To me these look high. But I guess it depends on what the visitors are looking for and when they arrive at your site.... do they find what they want.
I would be interested to hear what others think...
Hi All,
I'm going blind looking at website stats and my home pages wondering what I can do to get my bounce rate down and people clicking more around my pages...
Currently heres my stats for one of my retail related sites for bounce rate from SEO traffic only year to date:
21/6 thru 21/7 - 38.5%
21/5 thru 21/6 - 38.9%
21/4 thru 21/5 - 34.9%
21/3 thru 21/4 - 37.1%
21/2 thru 21/3 - 33.7%
21/1 thru 21/2 - 36.3%
21/12 thru 21/1 - 33.6%
Dont ask why i went from 21st as I just realised this myself
Basically how do your bounce rates stack up for PPC traffic or SEO ?...Do you think I'm doing quite well to be only losing the amount of users I am currently without them exploring further?
Btw, I also dont have any opportunity for traffic leakage via paid ads or any other advertising on the index page.
Cheers, T
Tokyo::Paris::New York::Bromley
To me these look high. But I guess it depends on what the visitors are looking for and when they arrive at your site.... do they find what they want.
I would be interested to hear what others think...
Hi
Your bounce rates are really specify to where the person lands as mentioned, if these are for your homepage look at what is generating the traffic and do analysis from there it could terms that you don't have products for (broad match type terms) or very general terms that you might sell but don't have obvious placement on the home page for, also look at new and returning visitors if you have a high level of new, and a matching high bounce rate there is something putting people off the site.
The old statistics rumour is that people make there mind up about a site within 20 seconds of arriving. A zero bounce rate is what we all look to achievebut for a homepage for me 20-25% woud be acceptable, product based pages below 20%.
Regards
Julian Sharpe
One of my sites has a bounce rate of 16.79% over the last month, but is receiving most of its traffic from clickthrus from another of my sites that gets its traffic via SEO and has a bounce rate of 55.37%.
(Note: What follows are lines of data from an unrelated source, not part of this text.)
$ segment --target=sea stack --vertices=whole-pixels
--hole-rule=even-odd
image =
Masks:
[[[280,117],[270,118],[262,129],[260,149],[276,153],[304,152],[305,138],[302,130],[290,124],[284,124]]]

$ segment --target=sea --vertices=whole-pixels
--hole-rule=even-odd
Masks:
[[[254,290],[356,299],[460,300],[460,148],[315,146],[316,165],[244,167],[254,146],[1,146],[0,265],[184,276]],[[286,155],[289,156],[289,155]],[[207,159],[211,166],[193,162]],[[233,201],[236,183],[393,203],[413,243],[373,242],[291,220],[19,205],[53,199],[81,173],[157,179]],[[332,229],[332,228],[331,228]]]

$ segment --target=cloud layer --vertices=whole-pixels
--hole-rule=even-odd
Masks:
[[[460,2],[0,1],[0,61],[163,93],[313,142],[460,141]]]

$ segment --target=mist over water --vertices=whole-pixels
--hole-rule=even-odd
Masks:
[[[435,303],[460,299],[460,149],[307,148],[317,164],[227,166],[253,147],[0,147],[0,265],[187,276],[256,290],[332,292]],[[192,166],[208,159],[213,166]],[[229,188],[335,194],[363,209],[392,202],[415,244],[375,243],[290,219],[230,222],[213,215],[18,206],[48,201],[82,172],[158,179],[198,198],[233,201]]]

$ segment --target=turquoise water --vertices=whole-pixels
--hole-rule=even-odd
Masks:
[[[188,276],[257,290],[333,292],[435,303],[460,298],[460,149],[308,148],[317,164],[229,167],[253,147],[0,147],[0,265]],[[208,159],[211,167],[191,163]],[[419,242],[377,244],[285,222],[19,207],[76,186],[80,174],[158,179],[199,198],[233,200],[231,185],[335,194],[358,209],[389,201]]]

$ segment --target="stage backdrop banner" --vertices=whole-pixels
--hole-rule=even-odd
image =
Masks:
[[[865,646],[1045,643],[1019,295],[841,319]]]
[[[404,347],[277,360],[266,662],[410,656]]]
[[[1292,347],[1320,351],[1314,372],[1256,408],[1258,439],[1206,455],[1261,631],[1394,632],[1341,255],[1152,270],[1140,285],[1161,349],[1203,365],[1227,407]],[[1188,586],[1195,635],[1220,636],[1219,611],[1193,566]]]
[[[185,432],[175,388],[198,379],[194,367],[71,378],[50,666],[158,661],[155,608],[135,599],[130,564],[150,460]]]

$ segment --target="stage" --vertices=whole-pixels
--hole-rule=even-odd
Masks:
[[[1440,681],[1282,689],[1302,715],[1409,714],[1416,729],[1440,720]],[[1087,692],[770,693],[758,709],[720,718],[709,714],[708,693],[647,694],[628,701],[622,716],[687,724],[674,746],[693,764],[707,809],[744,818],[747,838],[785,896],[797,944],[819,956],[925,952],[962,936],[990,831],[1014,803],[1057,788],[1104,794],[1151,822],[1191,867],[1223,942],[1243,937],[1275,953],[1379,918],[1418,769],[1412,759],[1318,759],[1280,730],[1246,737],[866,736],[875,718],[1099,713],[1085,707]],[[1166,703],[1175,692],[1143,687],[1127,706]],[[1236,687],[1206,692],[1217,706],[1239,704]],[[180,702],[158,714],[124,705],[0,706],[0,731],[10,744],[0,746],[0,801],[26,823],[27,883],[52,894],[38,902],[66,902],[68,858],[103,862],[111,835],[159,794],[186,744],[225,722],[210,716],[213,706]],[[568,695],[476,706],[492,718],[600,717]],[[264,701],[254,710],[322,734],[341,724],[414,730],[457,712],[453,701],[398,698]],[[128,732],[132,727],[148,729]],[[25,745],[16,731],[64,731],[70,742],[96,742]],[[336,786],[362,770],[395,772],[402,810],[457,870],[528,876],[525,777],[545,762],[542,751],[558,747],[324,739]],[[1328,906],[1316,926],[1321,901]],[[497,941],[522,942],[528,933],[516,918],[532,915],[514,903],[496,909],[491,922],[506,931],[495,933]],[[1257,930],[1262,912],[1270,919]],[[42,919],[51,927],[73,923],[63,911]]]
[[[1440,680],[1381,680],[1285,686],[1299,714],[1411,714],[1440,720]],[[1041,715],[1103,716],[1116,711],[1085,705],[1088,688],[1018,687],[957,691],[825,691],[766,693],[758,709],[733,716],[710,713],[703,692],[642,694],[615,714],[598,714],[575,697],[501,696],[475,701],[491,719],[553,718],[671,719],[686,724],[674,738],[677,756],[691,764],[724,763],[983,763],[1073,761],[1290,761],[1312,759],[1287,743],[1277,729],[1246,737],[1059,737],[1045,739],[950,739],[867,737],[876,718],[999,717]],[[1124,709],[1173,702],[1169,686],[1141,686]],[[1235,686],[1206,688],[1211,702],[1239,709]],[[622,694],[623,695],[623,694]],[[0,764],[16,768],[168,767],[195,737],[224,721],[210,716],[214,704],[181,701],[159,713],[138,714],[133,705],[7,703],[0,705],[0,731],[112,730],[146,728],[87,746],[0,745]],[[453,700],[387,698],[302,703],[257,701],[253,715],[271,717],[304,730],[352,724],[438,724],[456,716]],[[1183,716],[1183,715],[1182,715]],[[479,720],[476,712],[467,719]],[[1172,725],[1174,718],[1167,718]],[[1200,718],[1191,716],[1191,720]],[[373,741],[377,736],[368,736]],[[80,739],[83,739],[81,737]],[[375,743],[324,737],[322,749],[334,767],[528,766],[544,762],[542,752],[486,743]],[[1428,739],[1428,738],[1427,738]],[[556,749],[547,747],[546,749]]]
SEO traffic generally has a higher bounce rate then PPC (or other targeted traffic). With PPC you could look at which keywords have a poor bounce rate and either delete them, or send users to pages with content more targeted towards these keywords (or use the referrer info to dynamically change bits of the page according to the keyword used).
With SEO looking at the overall bounce rate isn't particularly helpful as you have less control over the longtail keywords, which may be skewing the headline figure. You need to drill down to really be able to draw any meaningful conclusions.
David Macfarlane
Cost effective web development. Codewise
Bounce rate is an unexplained term. Does it mean that your page is so well focused and relevant that the visitor found all their answers on the page, or that the page has no relevance to what the visitor was searching for?
To get a meaningful answer, you need to go back to the raw logs and analyse which search terms are being used and follow the path for each visitor that does convert.
Who cares if you have a 90% bounce rate if the remaining 10% all convert and make your site profitable?
The solution is to SEO your site so that it increases in relevance for those search terms which do convert and you spend less money on bandwidth for non relevant searches by decreasing those words on your site.
If you have high google traffic, it could be that the inbound links have been badly written and that is making you appear to be relevant for something that does not apply when your content is viewed.